The Legislature’s cuts to the Department of Health’s mental health funding will certainly make this situation worse.
Hospitals hit
Hospitals and health clinics across Wyoming will feel these cuts’ impacts in the form of a reduction in the rate the state pays for Medicaid.
Wyoming splits the cost of Medicaid reimbursements to hospitals and health clinics with the federal government. This summer, Governor Gordon issued an executive order that reduced the state’s portion by 2.5 percent, which amounted to a roughly $11 million a year cut.
Sixty-five percent of Wyoming’s rural hospitals were already operating in the red.
DOH officials fear that Gordon’s action could lead to healthcare access problems, particularly in rural and frontier areas of the state. Providers already took a 3.3 percent hit in Medicaid payments in 2017-18.
Wyoming’s rural hospitals have struggled for years. Even though the state has avoided the rash of rural hospital closures that have taken place elsewhere, most of Wyoming’s are losing money. According to healthcare group Chartis, 65 percent of the state’s rural hospitals are operating in the red.
This is largely the result of Wyoming’s refusal to expand Medicaid. Rural Wyoming is older, sicker, and poorer than the rest of the state, which puts an increased burden on rural health centers.
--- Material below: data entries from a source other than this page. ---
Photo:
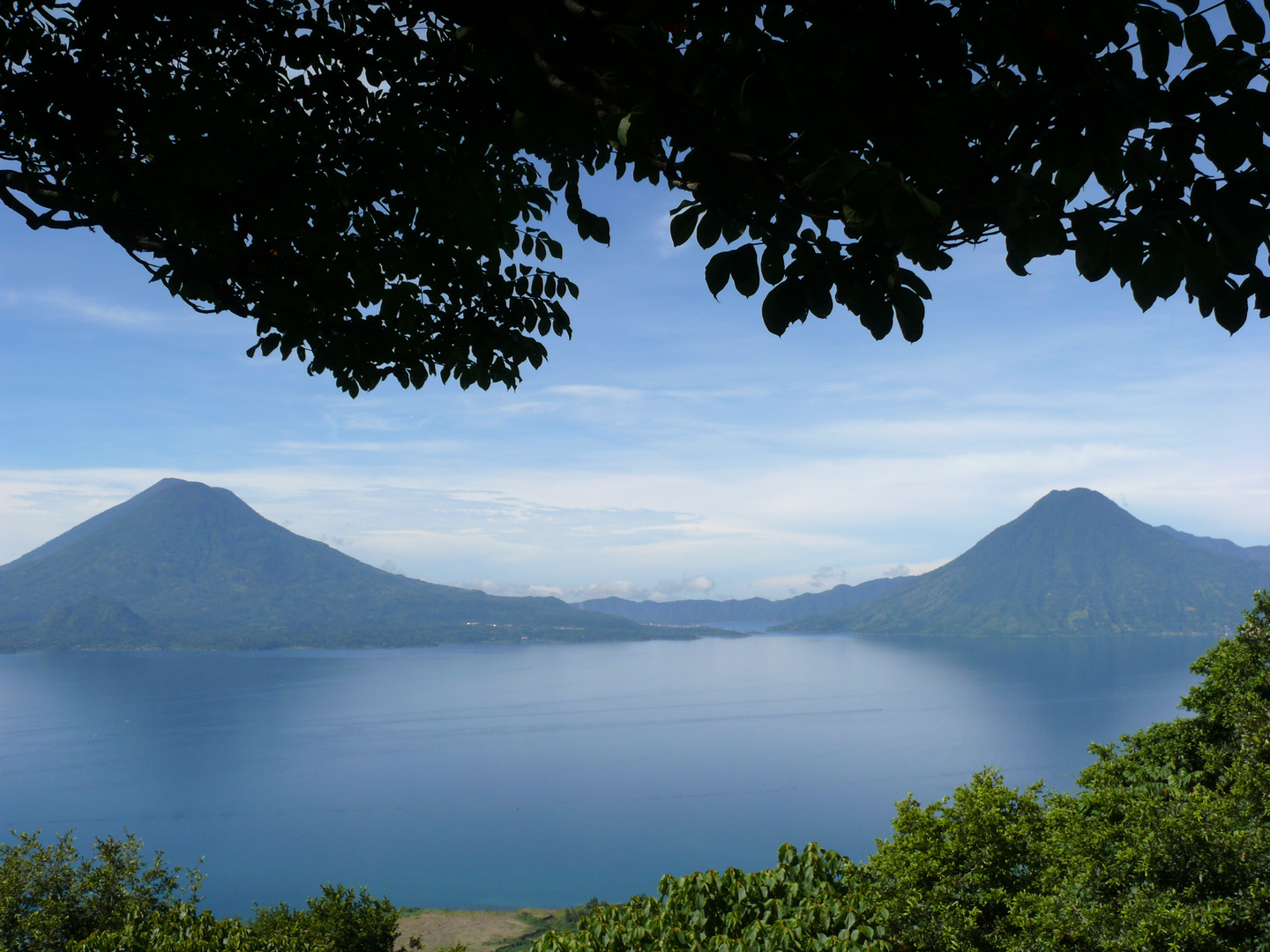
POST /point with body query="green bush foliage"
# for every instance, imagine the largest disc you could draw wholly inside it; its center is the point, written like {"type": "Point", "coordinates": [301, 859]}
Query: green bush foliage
{"type": "Point", "coordinates": [1165, 845]}
{"type": "Point", "coordinates": [55, 900]}
{"type": "Point", "coordinates": [51, 895]}
{"type": "Point", "coordinates": [810, 903]}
When low-income people don’t have health insurance because they’ve been refused Medicaid coverage, they often go to hospitals’ emergency rooms for treatments. When they can’t afford to pay, the hospitals eat those losses.
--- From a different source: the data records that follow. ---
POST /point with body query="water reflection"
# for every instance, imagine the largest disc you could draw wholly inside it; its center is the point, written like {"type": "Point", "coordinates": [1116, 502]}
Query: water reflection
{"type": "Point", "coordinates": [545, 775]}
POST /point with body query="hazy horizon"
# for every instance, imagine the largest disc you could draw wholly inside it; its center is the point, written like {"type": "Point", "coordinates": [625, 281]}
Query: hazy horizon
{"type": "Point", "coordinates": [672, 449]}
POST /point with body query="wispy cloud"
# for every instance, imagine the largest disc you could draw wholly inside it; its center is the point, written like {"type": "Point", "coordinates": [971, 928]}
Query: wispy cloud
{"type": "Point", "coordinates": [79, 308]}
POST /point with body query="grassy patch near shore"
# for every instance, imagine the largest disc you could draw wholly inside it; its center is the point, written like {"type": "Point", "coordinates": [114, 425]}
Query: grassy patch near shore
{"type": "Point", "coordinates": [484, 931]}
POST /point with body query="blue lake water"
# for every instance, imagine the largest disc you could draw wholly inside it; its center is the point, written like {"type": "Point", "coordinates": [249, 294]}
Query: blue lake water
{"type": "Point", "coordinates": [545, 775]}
The decreased reimbursement for Medicaid payments that hospitals do receive will only add to their struggles.
Cuts for seniors
Programs to help elderly people stay in their homes, rather than being sent to nursing homes, were eliminated, as well.
The Legislature cut the entire $3.4 million budget of an elder care program in Laramie County, Wyoming PACE (Program of All-Inclusive Care for the Elderly). Its closure will result in more nursing home placements and job losses.
Another program that provides in-home care to seniors and developmentally disabled adults was temporarily saved. Home Care Services had been targeted for total elimination by Gordon’s proposed budget, but the Legislature restored its $2.7 million funding for the next fiscal year.
This is not a long-term fix, however, and the program remains imperiled. That’s because the funding this year was a one-time deal, instead a permanent part of the state’s Aging Division budget.
As with many things during the 2021 legislative session, lawmakers provided no real, sustainable solution to the issue of how Wyoming will provide resources to help its elderly population.